You begin as a know-nothing captain of a small shuttlecraft, picking up and trading small stores of cargo or passengers to pay the fuel and operating costs of your vehicle. Then, by chance (or on purpose, if you know what you’re doing), you’ll run into the various quest lines that lead you into owning bigger and better ships, running with or against the various governments and factions, and in some storylines, discovering who or what you truly are. You’ll pilot everything from small shuttlecraft and cargo vessels to enormous battleships and everything in between, with each faction offering their unique ships to you as you progress.
Once you’re powerful enough, you can even demand planets surrender themselves to the might of your fleet, and after a spectacular space battle, will pay you tribute every day. It’s one of the hardest things to accomplish in the game, but you can eventually bend the entire galaxy to your will.
One aspect I love about Escape Velocity is the ability of its storylines to reach into so many aspects of sci-fi and futuristic speculation.
One storyline introduces you to the Vell-os, a group of telepaths that can materialize their ships around them (with the more powerful telepaths creating sleek battleship-sized vessels) and take the fight to much larger spacecraft. And somewhere in the galaxy, there exists an immense, ancient intelligence that even they fear…
Another group, the Polaris, are a group of isolationists who left Earth in the early days of space colonization, and developed a powerful nation with equally powerful sentient biomechanical ships as the backbone of their military and economy (one of the first ships you’re able to pilot in their storyline is described as a fighter-sized craft with the intelligence of a smart dog).
There are the Aurorans, another colonization group from the early days, that turned into a warrior and honor-centric society. They own the most territory in the galaxy as well as the largest population, to the point that their most populous planets are city-worlds in which billions and billions live a tightly-packed existence.
And there’s the rebellion, a militant group dedicated to the freedom of humanity from the tight grip of the Federation based on Earth. Then the Federation itself, of course, determined to set humanity on the right course (as they determine it, of course). And a whole smattering of pirate factions, all determined to steal your money, your ship, and anything else they can shoot out of the sky.
Each of these civilizations have different goals and many of them clash with the others, especially the different groups looking to get out from under the thumb of the Federation. While choosing a particular faction locks out access to the others, you can always restart the game aiming for one of the others.
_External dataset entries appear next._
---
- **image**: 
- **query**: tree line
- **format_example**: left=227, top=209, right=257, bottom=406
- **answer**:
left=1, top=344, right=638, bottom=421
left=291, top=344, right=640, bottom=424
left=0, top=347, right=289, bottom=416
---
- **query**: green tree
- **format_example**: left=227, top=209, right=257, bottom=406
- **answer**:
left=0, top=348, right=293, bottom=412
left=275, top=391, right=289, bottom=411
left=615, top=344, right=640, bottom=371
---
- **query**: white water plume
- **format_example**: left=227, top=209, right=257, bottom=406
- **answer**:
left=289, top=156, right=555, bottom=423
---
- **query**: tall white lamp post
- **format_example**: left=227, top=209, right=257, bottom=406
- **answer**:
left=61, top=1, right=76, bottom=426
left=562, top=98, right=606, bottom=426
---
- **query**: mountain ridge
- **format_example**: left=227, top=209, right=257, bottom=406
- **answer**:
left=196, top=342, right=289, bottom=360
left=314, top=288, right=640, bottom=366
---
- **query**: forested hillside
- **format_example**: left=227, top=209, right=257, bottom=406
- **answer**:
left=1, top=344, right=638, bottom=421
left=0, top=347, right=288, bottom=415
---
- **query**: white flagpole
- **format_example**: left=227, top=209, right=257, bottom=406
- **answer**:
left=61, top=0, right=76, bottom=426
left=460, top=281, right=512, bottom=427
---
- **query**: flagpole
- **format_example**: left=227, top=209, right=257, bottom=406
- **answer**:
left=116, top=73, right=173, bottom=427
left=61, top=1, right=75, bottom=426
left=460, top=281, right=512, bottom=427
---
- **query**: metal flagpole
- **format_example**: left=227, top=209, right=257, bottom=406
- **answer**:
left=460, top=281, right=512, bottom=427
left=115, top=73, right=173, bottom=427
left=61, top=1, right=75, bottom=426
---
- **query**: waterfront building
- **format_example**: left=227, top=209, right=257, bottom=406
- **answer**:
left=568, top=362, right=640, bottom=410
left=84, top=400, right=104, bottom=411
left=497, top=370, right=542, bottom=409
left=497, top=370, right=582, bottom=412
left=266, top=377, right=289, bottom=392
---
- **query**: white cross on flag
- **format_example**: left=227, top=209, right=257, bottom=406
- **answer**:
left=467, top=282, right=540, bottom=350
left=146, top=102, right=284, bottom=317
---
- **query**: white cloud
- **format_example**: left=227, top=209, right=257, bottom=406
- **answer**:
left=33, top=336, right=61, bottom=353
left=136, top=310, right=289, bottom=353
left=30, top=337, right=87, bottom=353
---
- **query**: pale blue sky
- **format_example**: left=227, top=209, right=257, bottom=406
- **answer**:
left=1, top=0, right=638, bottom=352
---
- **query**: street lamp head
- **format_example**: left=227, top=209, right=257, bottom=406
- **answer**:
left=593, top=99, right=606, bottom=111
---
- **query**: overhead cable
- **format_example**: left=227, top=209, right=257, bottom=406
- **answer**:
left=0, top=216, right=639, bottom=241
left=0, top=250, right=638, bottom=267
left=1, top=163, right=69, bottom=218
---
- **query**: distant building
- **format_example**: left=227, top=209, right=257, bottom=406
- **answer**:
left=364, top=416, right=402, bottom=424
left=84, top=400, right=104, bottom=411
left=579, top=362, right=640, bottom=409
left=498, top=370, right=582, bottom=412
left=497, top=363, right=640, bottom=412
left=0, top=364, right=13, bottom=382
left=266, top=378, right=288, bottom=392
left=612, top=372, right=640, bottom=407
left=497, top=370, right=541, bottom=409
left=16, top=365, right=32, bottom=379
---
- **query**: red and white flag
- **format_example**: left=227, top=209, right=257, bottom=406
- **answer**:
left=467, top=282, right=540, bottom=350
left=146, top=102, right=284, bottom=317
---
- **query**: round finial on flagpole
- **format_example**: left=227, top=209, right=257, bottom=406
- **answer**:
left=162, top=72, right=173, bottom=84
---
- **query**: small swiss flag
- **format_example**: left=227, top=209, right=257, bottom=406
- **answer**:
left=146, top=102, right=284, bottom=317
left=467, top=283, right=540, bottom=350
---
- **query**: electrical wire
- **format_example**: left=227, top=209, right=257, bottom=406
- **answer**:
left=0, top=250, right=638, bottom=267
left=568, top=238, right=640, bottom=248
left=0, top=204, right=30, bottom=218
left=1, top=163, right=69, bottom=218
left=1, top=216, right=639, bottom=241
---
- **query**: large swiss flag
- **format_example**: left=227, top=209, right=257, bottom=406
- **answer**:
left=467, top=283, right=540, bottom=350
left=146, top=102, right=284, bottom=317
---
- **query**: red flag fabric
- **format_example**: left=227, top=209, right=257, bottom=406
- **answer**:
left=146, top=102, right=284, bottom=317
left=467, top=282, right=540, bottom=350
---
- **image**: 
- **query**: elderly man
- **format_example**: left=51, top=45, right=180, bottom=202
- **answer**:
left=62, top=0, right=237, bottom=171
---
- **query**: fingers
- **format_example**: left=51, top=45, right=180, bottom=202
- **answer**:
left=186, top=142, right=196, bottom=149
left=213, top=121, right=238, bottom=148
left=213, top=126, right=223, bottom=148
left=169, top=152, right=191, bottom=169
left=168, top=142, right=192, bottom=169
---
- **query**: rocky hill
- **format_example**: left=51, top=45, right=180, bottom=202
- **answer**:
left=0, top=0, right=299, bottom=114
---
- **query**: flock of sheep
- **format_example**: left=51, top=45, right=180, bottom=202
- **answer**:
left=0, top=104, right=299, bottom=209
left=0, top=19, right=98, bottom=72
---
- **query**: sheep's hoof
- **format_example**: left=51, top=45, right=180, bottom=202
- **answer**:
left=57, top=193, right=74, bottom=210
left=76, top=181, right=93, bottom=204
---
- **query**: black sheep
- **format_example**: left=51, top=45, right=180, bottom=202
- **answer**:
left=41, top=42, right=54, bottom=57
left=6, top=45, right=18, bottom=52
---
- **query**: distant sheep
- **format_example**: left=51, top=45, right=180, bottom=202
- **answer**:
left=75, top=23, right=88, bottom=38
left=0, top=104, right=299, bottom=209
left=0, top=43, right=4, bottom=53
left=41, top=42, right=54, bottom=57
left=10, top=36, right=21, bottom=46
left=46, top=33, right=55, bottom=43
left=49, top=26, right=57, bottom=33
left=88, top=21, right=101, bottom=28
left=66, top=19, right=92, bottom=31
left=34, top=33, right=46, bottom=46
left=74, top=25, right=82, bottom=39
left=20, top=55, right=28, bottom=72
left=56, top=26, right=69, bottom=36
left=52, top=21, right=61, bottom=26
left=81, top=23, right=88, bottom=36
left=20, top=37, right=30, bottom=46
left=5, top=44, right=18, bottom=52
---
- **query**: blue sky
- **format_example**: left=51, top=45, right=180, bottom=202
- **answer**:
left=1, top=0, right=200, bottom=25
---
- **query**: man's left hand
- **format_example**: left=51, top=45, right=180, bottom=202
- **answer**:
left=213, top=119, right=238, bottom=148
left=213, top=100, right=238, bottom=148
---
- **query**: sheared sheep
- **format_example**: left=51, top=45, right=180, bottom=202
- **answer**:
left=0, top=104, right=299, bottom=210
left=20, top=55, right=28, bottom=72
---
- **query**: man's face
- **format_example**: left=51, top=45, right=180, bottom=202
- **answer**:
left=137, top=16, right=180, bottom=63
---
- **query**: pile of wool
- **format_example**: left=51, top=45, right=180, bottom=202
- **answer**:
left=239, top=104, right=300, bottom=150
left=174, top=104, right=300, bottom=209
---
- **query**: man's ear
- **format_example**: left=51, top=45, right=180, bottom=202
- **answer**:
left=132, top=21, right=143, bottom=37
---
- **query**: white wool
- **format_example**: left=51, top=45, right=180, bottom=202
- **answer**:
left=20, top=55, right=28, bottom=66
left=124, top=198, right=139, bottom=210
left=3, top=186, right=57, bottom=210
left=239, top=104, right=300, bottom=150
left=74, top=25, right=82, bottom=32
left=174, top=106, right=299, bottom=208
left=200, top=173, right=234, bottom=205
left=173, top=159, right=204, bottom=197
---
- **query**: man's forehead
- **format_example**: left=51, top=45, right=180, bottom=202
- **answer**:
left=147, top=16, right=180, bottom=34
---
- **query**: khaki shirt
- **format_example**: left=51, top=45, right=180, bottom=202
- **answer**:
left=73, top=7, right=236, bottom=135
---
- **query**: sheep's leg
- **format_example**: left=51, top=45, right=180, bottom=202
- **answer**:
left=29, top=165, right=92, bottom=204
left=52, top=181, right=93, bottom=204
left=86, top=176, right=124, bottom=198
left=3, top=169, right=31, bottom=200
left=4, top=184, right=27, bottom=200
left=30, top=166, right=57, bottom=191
But trust me, once you pick up a Raven from the Polaris faction, you’ll never go back. 😀
Another fascinating aspect of this game is the ability to edit and mod the game through its various files. Want access to a different type of ship, or want to make a completely original ship yourself? You can totally do that. Think it’d be fun to create your own mini-faction and collection of owned worlds? Edit the galaxy map and add in a few planets with their own flavor text and set of programmed missions. You can even give your pilot a million-billion space bucks, and never have to fly another escort mission again (though where’s the fun in that).
The original Escape Velocity was one of the first games I ever played where I realized I could play the game any way I wanted to. “Modding a game is a THING?!” Where today a game mod is just a click away online, this blew my eight-year old mind.
While the modding scene around Escape Velocity Nova has died down in the recent years, I’ve recently discovered a spiritual successor to this most esteemed game. Endless Sky is a game created by Michael Zahniser. Seriously, this game plays almost identical to Escape Velocity complete with updated graphics, an incredible amount of ships and weapons, and a few long storylines so far, with more planned to be released as the game continues in development. And (the best part) it’s TOTALLY free.
The game includes a full-fledged editor capable of the same kinds of fun upgrades and mods that Escape Velocity Nova had — with the right combination of time, graphics, and sounds, you could add anything from star systems to powerful ships. Even complete conversions are possible, and I wouldn’t be surprised if someone had a Star Wars-themed mod in the works right now.
So whether you’re looking to experience Escape Velocity Nova for $30 or a more modern version still in the works (for TOTALLY FREE), I would totally recommend it. They’re games that you can play at your own pace, and feature a large galaxy beneath fairly-simple top-down gameplay. Give it a try, you won’t be disappointed.